Simple. What is happening here is that you're being re-directed to one of the mirrors which SourceForge is using. So the solution should be obvious: use one of those mirrors.

When I use wget to grab this file this is what I get to see:


```
--2013-11-06 18:52:35--  http://sourceforge.net/projects/re-alpine/files/re-alpine-2.03.tar.bz2
Resolving sourceforge.net (sourceforge.net)... 216.34.181.60
Connecting to sourceforge.net (sourceforge.net)|216.34.181.60|:80... connected.
HTTP request sent, awaiting response... 302 Found
Location: http://sourceforge.net/projects/re-alpine/files/re-alpine-2.03.tar.bz2/download [following]
--2013-11-06 18:52:35--  http://sourceforge.net/projects/re-alpine/files/re-alpine-2.03.tar.bz2/download
Connecting to sourceforge.net (sourceforge.net)|216.34.181.60|:80... connected.
HTTP request sent, awaiting response... 302 Found
Location: http://downloads.sourceforge.net/project/re-alpine/re-alpine-2.03.tar.bz2?r=&ts=1383760356&use_mirror=garr [following]
--2013-11-06 18:52:36--  http://downloads.sourceforge.net/project/re-alpine/re-alpine-2.03.tar.bz2?r=&ts=1383760356&use_mirror=garr
Resolving downloads.sourceforge.net (downloads.sourceforge.net)... 216.34.181.59Connecting to downloads.sourceforge.net (downloads.sourceforge.net)|216.34.181.59|:80... connected.
HTTP request sent, awaiting response... 302 Found
Location: http://garr.dl.sourceforge.net/project/re-alpine/re-alpine-2.03.tar.bz2 [following]
--2013-11-06 18:52:36--  http://garr.dl.sourceforge.net/project/re-alpine/re-alpine-2.03.tar.bz2
Resolving garr.dl.sourceforge.net (garr.dl.sourceforge.net)... 193.206.140.34, 2001:760:ffff:b0::34
Connecting to garr.dl.sourceforge.net (garr.dl.sourceforge.net)|193.206.140.34|:80... connected.
HTTP request sent, awaiting response... 200 OK
Length: 5335178 (5.1M) [application/octet-stream]
Saving to: 're-alpine-2.03.tar.bz2.1'
```
As you can see it starts with looking up sourceforge.net then moves to downloads.sourceforge.net. Another interesting option is the URL parameter use_mirror which is set to garr. This is just a hunch on my part, but that tells me that the host is being instructed to re-direct you to a mirror site.
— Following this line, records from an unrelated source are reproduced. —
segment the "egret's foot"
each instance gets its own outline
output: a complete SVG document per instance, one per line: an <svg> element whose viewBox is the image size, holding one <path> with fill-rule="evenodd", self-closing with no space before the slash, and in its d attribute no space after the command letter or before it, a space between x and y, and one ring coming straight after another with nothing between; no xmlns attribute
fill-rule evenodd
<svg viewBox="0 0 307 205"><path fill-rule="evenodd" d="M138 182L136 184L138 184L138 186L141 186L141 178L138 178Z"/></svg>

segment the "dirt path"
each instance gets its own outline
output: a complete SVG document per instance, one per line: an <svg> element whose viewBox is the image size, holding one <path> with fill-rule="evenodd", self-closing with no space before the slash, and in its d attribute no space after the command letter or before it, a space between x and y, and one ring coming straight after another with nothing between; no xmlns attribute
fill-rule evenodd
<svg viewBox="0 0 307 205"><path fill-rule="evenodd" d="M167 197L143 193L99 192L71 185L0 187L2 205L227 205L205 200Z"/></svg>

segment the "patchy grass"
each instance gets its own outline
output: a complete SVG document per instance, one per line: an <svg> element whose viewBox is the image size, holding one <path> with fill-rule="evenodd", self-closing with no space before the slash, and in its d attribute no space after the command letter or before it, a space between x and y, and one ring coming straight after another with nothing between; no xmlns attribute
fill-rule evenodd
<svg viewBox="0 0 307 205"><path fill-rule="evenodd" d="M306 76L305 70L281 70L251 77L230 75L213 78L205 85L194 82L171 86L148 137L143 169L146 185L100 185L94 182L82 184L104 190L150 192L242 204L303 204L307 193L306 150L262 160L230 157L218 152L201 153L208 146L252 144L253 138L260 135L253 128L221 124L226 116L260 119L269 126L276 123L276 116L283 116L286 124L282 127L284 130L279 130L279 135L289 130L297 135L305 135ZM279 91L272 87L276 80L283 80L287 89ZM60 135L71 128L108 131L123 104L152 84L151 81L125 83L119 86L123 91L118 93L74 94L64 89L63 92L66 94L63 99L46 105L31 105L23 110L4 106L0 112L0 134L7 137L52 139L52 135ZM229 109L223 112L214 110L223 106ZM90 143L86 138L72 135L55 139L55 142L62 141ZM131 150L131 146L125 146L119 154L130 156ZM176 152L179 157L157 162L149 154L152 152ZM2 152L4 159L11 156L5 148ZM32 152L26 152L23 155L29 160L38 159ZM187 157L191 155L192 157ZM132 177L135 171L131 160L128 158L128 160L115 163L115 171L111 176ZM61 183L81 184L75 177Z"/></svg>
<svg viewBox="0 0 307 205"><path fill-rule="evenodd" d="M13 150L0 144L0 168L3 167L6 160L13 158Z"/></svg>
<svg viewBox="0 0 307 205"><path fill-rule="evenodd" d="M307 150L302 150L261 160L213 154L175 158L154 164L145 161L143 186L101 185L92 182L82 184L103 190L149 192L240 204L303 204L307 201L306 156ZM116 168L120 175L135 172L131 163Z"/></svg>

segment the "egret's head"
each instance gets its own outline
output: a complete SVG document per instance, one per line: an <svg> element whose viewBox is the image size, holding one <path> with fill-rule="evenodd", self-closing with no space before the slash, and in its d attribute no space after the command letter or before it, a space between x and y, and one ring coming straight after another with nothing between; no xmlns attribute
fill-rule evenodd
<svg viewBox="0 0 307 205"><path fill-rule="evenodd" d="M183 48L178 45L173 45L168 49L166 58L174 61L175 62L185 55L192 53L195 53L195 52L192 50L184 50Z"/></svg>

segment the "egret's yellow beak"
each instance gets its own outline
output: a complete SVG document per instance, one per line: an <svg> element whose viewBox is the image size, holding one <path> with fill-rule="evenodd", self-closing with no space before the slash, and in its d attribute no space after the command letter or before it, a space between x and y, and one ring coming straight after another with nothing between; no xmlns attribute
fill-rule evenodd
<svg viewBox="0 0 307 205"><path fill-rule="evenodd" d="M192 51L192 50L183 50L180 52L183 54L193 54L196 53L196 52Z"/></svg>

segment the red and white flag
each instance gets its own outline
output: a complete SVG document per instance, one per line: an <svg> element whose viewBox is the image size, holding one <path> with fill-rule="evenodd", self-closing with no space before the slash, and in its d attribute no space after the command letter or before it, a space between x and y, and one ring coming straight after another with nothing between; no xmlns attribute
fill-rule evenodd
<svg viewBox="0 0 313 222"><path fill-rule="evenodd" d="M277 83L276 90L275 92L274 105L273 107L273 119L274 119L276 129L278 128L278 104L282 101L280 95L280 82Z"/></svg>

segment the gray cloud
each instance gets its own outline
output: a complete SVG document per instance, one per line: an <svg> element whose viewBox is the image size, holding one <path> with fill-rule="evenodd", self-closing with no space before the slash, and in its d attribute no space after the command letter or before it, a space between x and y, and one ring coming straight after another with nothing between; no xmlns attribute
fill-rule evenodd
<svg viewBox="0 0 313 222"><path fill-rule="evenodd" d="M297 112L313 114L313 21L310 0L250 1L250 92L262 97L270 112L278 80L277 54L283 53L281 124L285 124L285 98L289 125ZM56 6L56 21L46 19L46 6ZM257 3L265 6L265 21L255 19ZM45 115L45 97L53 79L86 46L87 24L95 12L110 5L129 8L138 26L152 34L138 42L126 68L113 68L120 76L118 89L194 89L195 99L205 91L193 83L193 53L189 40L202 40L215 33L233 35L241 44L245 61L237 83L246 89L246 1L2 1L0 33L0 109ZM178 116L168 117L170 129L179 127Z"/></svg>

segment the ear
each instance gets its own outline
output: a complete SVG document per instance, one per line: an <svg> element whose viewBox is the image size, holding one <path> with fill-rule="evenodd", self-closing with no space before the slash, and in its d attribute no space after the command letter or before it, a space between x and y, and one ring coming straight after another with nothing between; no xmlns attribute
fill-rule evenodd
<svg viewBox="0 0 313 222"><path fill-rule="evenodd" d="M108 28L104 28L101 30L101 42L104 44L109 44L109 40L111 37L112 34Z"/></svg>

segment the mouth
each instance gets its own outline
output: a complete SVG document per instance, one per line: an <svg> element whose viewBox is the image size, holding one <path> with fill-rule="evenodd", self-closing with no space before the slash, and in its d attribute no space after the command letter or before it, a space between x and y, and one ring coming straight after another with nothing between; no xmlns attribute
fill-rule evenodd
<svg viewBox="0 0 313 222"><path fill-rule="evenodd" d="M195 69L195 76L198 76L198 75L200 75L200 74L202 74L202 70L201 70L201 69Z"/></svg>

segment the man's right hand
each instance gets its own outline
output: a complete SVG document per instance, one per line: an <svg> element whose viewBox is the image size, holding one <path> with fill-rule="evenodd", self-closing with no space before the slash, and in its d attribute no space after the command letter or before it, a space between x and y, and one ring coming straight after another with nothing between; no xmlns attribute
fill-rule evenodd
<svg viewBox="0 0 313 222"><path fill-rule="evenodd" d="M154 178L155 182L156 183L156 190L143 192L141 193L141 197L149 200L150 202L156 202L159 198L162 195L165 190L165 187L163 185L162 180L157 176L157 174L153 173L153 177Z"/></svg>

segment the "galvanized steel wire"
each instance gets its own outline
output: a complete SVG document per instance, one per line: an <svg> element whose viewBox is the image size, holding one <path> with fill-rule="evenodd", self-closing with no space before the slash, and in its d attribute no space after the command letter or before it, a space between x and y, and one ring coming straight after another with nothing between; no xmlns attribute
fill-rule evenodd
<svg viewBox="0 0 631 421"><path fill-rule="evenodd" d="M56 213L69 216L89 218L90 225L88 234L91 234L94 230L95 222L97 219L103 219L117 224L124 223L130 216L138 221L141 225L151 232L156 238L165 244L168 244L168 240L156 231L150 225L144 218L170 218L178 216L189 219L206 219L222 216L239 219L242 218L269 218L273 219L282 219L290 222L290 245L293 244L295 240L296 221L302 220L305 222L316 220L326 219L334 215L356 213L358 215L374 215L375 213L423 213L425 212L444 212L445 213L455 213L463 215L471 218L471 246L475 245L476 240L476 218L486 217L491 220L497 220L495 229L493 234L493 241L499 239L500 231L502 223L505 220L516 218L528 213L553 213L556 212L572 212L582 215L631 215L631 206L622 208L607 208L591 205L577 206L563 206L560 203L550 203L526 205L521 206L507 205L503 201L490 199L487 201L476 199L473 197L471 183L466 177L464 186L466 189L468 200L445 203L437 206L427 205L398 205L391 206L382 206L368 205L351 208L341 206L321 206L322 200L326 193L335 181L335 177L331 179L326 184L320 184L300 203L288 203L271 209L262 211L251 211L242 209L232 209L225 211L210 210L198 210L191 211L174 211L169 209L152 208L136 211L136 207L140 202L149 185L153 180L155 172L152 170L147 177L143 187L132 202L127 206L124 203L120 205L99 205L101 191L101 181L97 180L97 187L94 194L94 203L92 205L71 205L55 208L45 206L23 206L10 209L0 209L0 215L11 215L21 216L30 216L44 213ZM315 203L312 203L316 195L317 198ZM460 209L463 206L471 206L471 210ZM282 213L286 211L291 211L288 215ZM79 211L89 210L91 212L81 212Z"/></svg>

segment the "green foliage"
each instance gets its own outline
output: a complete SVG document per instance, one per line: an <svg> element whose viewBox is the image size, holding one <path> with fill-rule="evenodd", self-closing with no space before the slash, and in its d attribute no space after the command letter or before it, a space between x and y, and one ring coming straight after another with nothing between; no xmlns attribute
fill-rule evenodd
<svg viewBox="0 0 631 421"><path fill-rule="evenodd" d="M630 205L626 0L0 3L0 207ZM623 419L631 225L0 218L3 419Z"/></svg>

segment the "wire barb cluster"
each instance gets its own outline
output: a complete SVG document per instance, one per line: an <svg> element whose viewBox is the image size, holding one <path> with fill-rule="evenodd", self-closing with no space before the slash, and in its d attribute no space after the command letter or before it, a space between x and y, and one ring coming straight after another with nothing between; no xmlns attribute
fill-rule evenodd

And you can see that happening in the end, because the file is initially picked up from garr.dl.sourceforge.net.

So one option could be to use:


```
$ wget http://garr.dl.sourceforge.net/project/re-alpine/re-alpine-2.03.tar.bz2
```

If you do so then you'll notice that it won't redirect you:


```
--2013-11-06 18:58:20--  http://garr.dl.sourceforge.net/project/re-alpine/re-alpine-2.03.tar.bz2
Resolving garr.dl.sourceforge.net (garr.dl.sourceforge.net)... 193.206.140.34, 2001:760:ffff:b0::34
Connecting to garr.dl.sourceforge.net (garr.dl.sourceforge.net)|193.206.140.34|:80... connected.
HTTP request sent, awaiting response... 200 OK
Length: 5335178 (5.1M) [application/octet-stream]
Saving to: 're-alpine-2.03.tar.bz2'
```
However, although this works I'd also advice you to check out the SourceForge website to see if there are any policies regarding the direct download of archives. If so it is strongly advisable to follow those.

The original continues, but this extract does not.